I rated Lowe well enough to be an AB. Remember we were picking the likes of George Bridge above such players so theres no disputing a lot of bad decisions have been made by those last two coaches. Does a team like the ABs need a finicky winger who you have to adapt and change a lot of your style with to get benefit from? No, not really. But he still would have been a basic improvement on players like even Savea at the tail of his career, Bridge, and could even have converted into the answer of replacing Beauden at the back. Instead we persisted with NMS, Naholo, Havili, Reece, all players we would have cared even less about losing and all because Rieko had Lowe's number 11 jersey nailed down.


He was of course only 23 when he decided to leave, it was back in the beggining of the period they had started retaining players (from 2018 onwards I think, they came out saying theyre going to be more aggressive at some point). So he might, all of them, only just missed out.

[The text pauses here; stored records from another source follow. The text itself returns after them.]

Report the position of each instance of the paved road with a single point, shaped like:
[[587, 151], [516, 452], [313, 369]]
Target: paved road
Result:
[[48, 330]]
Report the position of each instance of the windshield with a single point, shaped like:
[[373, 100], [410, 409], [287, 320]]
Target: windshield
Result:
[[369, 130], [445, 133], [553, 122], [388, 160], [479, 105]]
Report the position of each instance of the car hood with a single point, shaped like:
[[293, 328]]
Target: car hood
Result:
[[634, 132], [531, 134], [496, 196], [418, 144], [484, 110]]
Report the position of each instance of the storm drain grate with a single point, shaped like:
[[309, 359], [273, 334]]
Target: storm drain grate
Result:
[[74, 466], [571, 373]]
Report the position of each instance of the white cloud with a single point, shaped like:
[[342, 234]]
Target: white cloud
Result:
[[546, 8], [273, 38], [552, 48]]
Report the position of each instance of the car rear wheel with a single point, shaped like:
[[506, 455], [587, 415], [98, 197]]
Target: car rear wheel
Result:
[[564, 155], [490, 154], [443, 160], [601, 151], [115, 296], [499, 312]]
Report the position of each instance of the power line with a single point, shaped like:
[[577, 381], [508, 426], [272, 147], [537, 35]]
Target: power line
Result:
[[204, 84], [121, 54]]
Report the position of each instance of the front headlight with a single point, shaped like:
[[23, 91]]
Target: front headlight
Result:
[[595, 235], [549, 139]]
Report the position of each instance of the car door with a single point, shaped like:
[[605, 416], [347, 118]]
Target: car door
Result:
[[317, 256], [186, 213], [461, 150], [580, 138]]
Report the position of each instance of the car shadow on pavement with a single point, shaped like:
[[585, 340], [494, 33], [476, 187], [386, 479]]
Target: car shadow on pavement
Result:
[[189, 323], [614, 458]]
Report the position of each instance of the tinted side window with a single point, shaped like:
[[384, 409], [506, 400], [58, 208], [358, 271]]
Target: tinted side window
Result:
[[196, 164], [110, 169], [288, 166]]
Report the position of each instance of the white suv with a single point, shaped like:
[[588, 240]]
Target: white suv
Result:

The main point that Ed made is that situations like Lowe's, Aki's, JGP's, aren't going to happen in future. That's a bit of a "NZ" only problem, because those players need to reach such a high standard to be chosen by the All Blacks, were as a country like Ireland wants them a lot earlier like that. This is basically the 'ready in 3 years' concept Ireland relied on, versus the '5 years and they've left' concept' were that player is now ready to be chosen by the All Blacks (given a contract to play Super, ala SBW, and hopefully Manu).


The 'mercenary' thing that will take longer to expire, and which I was referring to, is the grandparents rule. The new kids coming through now aren't going to have as many gp born overseas, so the amount of players that can leave with a prospect of International rugby offer are going to drop dramatically at some point. All these kiwi fellas playing for a PI, is going to stop sadly.


The new era problem that will replace those old concerns is now French and Japanese clubs (doing the same as NRL teams have done for decades by) picking kids out of school. The problem here is not so much a national identity one, than it is a farm system where 9 in 10 players are left with nothing. A stunted education and no support in a foreign country (well they'll get kicked out of those countries were they don't in Australia).


It's the same sort of situation were NZ would be the big guy, but there weren't many downsides with it. The only one I can think was brought up but a poster on this site, I can't recall who it was, but he seemed to know a lot of kids coming from the Islands weren't really given the capability to fly back home during school xms holidays etc. That is probably something that should be fixed by the union. Otherwise getting someone like Fakatava over here for his last year of school definitely results in NZ being able to pick the cherries off the top but it also allows that player to develop and be able to represent Tonga and under age and possibly even later in his career. Where as a kid being taken from NZ is arguably going to be worse off in every respect other than perhaps money. Not going to develop as a person, not going to develop as a player as much, so I have a lotof sympathy for NZs case that I don't include them in that group but I certainly see where you're coming from and it encourages other countries to think they can do the same while not realising they're making a much worse experience/situation.